At Comdex today, Microsoft introduced the first beta version of its multiuser Windows technology, with companies such as NCD, Wyse and Tektronix showing Windows-based thin client devices connecting to it.
Windows-based Terminal Server, formerly known under the codename Hydra, will ship this week to 1,000 beta testers. However, the product is still missing some key components.
Notably missing is the special version of Windows CE 2.0, the handheld operating system, that is to be the primary client to run applications on Hydra. This version, when it becomes available, will include the T-Share protocol, which is used to run Windows applications remotely from a Hydra server. Microsoft partners at the show said they were still waiting for Microsoft to ship them the operating system and the protocol.
John Frederiksen, lead product manager for Microsoft's business systems division, said T-Share is ready, and that T-Share versions that run on Windows 95 and Windows for Workgroups PCs are included with the first beta.
However, the T-Share version for Windows CE is not there yet. Also, T-Share itself is still lacking key features, such as support for streaming audio or the ability to use local devices such as printers on a T-Share client. One Microsoft partner said at the show: "Microsoft still hasn't decided on the functionality" of T-Share.
Instead, Microsoft was showing Hydra being accessed by clients running a number of different operating systems and using the ICA protocol from Citrix. They accessed Hydra via the picasso add-on to Hydra, which was also introduced on Monday. Picasso adds ICA support to Hydra, as well as a number of manageability features missing from the Microsoft product, such as centralised management of multiple servers and the management of applications.
Both Hydra and picasso are based on technology from Citrix' currently shipping product Winframe, which is a multiuser Windows server running on top of Windows NT 3.51. Microsoft selected Winframe as the basis for its Hydra server, but chose to use T-Share and not Citrix ICA as the main protocol - despite the hundreds of thousands of ICA-based terminals already installed with customers. Companies such as NCD have said that their current ICA clients will be upgradable to T-Share, when it ships.
Microsoft is positioning ICA as an alternative to T-Share for allowing users on non-Windows systems to access Windows applications. ICA already runs on Unix and the Macintosh, as well as in Java-based browsers.
Though it will be possible for non-Windows systems, and notably network computers, to access Windows applications, Microsoft partners at the show are claiming Microsoft "hasn't ruled out" a pricing scheme where Hydra user licences would be more expensive for users with a non-Windows system.
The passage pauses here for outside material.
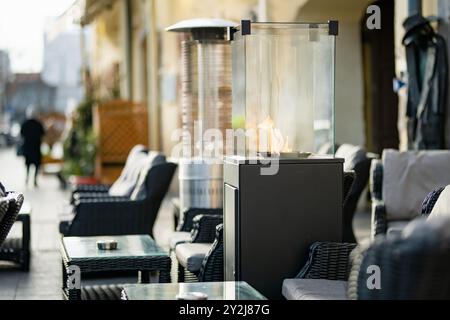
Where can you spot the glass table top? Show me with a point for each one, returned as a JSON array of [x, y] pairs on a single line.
[[127, 246], [215, 291]]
This would put NC-like devices at a price disadvantage.
Frederiksen said: "We are considering a Hydra user licence as a kind of Win32 licence. So it would make some sense that users who already have a Windows licence should pay less".
Microsoft revealed that it is working on two seperate versions of Hydra. The first, Windows-based Terminal Server 4.0, will be an add-on to Windows NT 4.0. At the same time, Microsoft is developing version 5.0, which will run on top of NT 5.0 and will use the Active Directory and the Microsoft Management Console. Microsoft said that shipment dates are dependent on the feedback on beta 1, but Microsoft partners at the show said they were expecting the product by June.
NCD, Wyse, Boundless, Neoware Systems (formerly HDS Network Systems) and Tektronix all announced they plan to develop Windows-based terminals to access Hydra. These devices are expected to be priced around $500 (see seperate story).